IMF’s World Economic Outlook for October
The IMF released its World Economic Outlook for October last week, which provides forecasts for global and regional economic growth and development. The report shows that South Africa’s gross domestic product (GDP) will reach $401 billion based on current prices in 2024, compared to Nigeria’s $395 billion and Egypt’s $358 billion. This means that South Africa will briefly overtake Nigeria, which has been the largest economy in Africa since 2018, and Egypt, which has been the second-largest economy since 2022.
The report also reveals that sub-Saharan Africa’s growth is projected to decline to 3.3 percent in 2023 before picking up to 4.0 percent in 2024, with downward revisions for both years due to worsening weather shocks, the global slowdown, and domestic supply issues, especially in the electricity sector.
Nigeria’s economic challenges and reforms
Nigeria, the most populous nation in Africa and one of the top oil producers in the world, has been facing economic challenges due to a decline in oil production, high inflation, currency devaluation, and security issues. The IMF expects Nigeria’s GDP growth to decline from 3.3 percent in 2022 to 2.9 percent in 2023 and 3.1 percent in 2024, with the negative effects of high inflation on consumption taking hold.
However, the IMF also acknowledges that Nigeria’s President Bola Tinubu has announced significant policy changes aimed at getting the state’s finances back on track since he took office at the end of May. These include revamping the foreign-exchange system, scrapping costly gasoline subsidies, addressing dollar shortages, and boosting tax revenue. These measures are causing initial pain in Nigeria, but are expected to increasingly pay dividends going forward.
The IMF’s division chief in the research department, Daniel Leigh, told reporters at the fund’s annual meetings in Marrakech, Morocco last week that the reforms should lead to “stronger and more inclusive growth” in Nigeria.
Egypt’s currency devaluation and IMF package
Egypt, the third-largest economy in Africa and a key regional ally of the United States, has devalued its currency three times since early 2022 as it confronts a foreign-exchange crunch. The Egyptian pound has lost almost half its value against the dollar since then, making imports more expensive and hurting consumer spending.
The Egyptian government secured a $3 billion IMF package last year that requires a more flexible exchange rate, a move it is only likely to undertake after December elections in which President Abdel-Fattah El-Sisi is seeking to extend his rule until 2030. The delay has stalled IMF reviews that were initially scheduled for March and September.
The IMF expects Egypt’s GDP growth to slow down from 5.5 percent in 2022 to 4.8 percent in 2023 and 4.6 percent in 2024, but also notes that Egypt has embarked on growth-enhancing reforms such as fiscal consolidation, energy subsidy reform, and structural reforms to improve competitiveness and governance.
South Africa’s power shortages and recovery prospects
South Africa, the most diversified economy in Africa and a major exporter of minerals and metals, has been struggling with power shortages that have hampered industrial activity and investment. The state-owned power utility Eskom has been implementing rolling blackouts to cope with electricity demand exceeding supply.

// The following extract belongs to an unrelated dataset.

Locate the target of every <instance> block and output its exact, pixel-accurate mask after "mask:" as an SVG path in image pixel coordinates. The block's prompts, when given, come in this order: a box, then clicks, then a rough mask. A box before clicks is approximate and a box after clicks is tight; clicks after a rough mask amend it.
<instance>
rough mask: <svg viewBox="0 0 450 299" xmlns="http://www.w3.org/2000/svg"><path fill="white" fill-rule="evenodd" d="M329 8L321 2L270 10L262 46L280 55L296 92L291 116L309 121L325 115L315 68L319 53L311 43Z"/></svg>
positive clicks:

The IMF projects South Africa’s GDP growth to decline from 1.9 percent in 2022 to 0.9 percent in 2023, with the decline reflecting power shortages. However, the IMF also revised its forecast upward by 0.6 percentage points thanks to the intensity of power shortages in the second quarter of 2023 being lower than expected.
The IMF also says that South Africa has some potential upside risks to its growth outlook if structural reforms are implemented to address electricity constraints, improve public finances, strengthen governance, and enhance competitiveness.